Authors: Miles Cameron
‘They still out there?’ Redmede said slowly. He didn’t want the answer. He was warm and as dry as he’d been in two days and didn’t want to move.
‘I told the boys to sit tight and I’d come for them,’ Tyler said. ‘I’ll go fetch ’em in.’
‘I’d better come with you,’ Redmede said. He hoped it didn’t sound as grudging as it was.
Tyler sighed. ‘I wish I could tell you to sit and rest,’ he said. There was a long pause. ‘But I don’t think I can go out again by m’self. Fell asleep under a tree for – don’t know how long. Minute? Three? Twenty?’ He got to his feet. ‘There’s something out there, too.’

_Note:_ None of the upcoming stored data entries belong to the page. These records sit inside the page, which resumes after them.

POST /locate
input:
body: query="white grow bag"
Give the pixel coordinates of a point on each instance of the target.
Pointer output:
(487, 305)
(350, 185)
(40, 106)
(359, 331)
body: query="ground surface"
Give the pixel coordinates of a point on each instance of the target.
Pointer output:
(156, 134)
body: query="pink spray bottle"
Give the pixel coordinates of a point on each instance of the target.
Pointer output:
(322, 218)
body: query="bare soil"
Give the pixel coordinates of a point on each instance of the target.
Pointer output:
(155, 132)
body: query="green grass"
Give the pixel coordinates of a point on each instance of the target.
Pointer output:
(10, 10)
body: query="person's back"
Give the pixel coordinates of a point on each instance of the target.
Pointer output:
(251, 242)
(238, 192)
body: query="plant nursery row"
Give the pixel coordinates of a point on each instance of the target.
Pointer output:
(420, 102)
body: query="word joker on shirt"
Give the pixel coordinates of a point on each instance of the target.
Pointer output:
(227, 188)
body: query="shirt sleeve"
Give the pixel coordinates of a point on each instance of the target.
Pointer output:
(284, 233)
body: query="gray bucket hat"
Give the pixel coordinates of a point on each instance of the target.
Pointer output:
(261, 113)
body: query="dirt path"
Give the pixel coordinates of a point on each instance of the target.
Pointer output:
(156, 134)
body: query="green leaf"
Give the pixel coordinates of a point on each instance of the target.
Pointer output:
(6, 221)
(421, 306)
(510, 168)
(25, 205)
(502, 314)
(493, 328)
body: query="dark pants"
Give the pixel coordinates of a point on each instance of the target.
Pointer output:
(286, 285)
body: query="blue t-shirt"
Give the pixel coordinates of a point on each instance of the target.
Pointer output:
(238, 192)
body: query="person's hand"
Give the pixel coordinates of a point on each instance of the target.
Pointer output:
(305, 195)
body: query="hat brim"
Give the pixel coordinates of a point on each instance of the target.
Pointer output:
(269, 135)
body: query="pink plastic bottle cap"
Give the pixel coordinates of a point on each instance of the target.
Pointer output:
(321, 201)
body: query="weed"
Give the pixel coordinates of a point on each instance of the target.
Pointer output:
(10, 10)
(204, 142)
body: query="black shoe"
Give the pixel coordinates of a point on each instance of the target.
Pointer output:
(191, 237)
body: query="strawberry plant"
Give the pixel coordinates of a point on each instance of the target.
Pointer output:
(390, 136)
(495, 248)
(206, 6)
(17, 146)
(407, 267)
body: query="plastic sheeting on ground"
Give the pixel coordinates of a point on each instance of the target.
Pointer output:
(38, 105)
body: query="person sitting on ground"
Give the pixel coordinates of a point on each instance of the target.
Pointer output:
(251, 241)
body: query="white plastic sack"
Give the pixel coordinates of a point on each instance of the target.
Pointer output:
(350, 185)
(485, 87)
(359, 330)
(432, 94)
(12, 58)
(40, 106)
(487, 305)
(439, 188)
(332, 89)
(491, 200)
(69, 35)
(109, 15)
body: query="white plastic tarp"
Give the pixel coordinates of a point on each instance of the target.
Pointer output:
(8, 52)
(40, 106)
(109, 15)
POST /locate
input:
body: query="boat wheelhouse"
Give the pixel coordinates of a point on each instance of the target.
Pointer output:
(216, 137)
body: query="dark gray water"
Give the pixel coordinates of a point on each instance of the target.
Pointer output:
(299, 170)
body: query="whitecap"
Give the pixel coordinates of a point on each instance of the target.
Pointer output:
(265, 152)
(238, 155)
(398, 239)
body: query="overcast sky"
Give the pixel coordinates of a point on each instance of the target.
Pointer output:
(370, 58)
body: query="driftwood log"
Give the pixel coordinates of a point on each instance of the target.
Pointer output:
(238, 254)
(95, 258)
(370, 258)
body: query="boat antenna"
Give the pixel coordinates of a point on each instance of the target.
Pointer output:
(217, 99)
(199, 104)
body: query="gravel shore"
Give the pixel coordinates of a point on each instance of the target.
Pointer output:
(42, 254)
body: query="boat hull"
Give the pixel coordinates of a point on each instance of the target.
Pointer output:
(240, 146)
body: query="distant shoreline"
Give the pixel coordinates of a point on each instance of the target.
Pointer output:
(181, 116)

‘Something Wild?’ Redmede asked. ‘We’re allies, now.’
Tyler frowned. ‘Don’t you believe it, Bill Redmede. This is the fucking Wild. I know it like my own nose. They aren’t even allies to each other, plague take them all. It’s a world of blood and talon, and right now we’re easy meat.’
Redmede shivered. He half drew his falchion in its scabbard and it caught – there was rust on the blade, rust right down into the scabbard. As it was his prized possession he felt a flare of anger and even sadness. He checked his dagger and shook his head over his bow and quiver. He hung the quiver on a spruce tree, leaned the great bow against the trunk between the dense dead branches, and made a tent for them with his cloak.
‘Let’s go,’ he said.
His confidence lasted for ten paces, and then the sheer cold of the ever-present rain and the futility of moving in the pitch blackness hit him as if someone had thrown a pail of water over his head.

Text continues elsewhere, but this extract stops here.